At the time, though, Super Coupes were deeply exciting. In an apocalyptic era for performance cars, Super Coupes were tossable and fun, and wouldn’t bleed you dry at the fuel pump. And many, like the Capri, Opel Manta, Mazda RX-3, and Volkswagen Scirocco were extremely good-looking and mechanically interesting.

The Capri was one of the earliest and, to my eyes, the prettiest of the class, boasting classic long-hood-short-deck proportions, Ford-of-Europe chassis and powerplant, and scale-model Mustang looks. Later special editions, one black with gold trim, another with a huge, fanciful body kit, helped drive home the basic attractiveness of the Capri and its very similar offspring, the Capri II.

As mentioned above, the Capri would later become a subservient ugly cousin of the Mustang, but in the 1970s the Capri did at least have its moment in the sun. The Capri II and Mustang II were completely different cars, but of similar dimensions–and the Capri was comprehensively the superior automobile.

The Capri’s importance goes well beyond its crushing of the lowly Mustang II, though. For one thing, it was one of the earliest and best of an influential new class of cars. For another, even after its short stint in America, the Capri went on to ongoing hero car status across the pond, with various high-performance special editions and a sterling motorsports career. The apex was an especially pretty version of the Capri that performed well in the elite German DTM touring car series.

The Super Coupes, and, by extension, the Capri, are not well-remembered, but the legacy lives on.
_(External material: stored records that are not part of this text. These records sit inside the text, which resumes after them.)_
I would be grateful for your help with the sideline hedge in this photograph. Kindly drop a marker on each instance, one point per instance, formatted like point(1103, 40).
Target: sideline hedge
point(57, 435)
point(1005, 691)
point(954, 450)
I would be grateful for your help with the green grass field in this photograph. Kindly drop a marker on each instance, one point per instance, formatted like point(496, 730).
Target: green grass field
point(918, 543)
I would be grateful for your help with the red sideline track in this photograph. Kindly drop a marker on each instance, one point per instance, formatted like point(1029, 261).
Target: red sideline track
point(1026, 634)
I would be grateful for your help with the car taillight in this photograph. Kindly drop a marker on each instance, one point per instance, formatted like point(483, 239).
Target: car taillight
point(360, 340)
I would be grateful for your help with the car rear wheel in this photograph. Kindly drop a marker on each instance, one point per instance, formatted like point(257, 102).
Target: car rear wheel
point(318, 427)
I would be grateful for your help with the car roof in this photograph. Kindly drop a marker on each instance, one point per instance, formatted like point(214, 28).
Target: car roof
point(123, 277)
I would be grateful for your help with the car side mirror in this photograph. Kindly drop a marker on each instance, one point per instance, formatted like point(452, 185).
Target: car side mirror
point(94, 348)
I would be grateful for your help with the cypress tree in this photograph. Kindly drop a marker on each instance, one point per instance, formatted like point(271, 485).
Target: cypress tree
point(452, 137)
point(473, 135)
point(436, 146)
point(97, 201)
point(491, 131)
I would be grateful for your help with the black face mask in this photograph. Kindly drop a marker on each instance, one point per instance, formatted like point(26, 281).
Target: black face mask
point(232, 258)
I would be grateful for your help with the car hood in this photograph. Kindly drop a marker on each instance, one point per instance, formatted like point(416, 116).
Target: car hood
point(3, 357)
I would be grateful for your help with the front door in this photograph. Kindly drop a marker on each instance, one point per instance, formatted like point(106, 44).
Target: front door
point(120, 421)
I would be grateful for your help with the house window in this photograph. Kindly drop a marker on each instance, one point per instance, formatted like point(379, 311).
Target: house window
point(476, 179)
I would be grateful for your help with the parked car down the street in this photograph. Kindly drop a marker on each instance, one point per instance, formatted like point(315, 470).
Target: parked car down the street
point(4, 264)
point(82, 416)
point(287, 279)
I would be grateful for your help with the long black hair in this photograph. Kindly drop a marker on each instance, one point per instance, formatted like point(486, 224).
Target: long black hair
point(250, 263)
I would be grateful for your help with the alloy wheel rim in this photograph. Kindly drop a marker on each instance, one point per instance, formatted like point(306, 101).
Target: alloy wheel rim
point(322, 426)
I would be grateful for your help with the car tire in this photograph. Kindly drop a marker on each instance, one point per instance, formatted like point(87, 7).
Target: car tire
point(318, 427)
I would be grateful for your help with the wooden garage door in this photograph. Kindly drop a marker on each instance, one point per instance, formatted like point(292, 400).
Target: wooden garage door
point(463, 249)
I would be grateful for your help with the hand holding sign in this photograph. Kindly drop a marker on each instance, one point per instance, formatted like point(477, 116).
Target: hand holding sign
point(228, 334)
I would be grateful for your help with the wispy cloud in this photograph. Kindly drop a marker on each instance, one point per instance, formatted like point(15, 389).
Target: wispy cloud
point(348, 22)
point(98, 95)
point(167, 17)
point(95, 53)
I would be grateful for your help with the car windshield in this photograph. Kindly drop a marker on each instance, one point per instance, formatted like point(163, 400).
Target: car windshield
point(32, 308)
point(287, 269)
Eventually gas dropped in price, horsepower came creeping back, and enthusiasts had more and better options for their performance dollar. Many of those options were relatively light, agile, vitamin-fortified front- and all-wheel-drive coupes. Sound familiar? The newer, hotter Toyota Celicas, the Honda Prelude, and Acura Integra, the Mitsubishi Eclipse and Eagle Talon, the Subaru SVX, the Mazda MX-6, and the Ford Probe (another short-lived Mustang alternative) could all trace their bloodlines to the original Super Coupes.

[This marks the beginning of FCotM becoming a when-I-write-it rather than I'll-write-it-once-a-month article).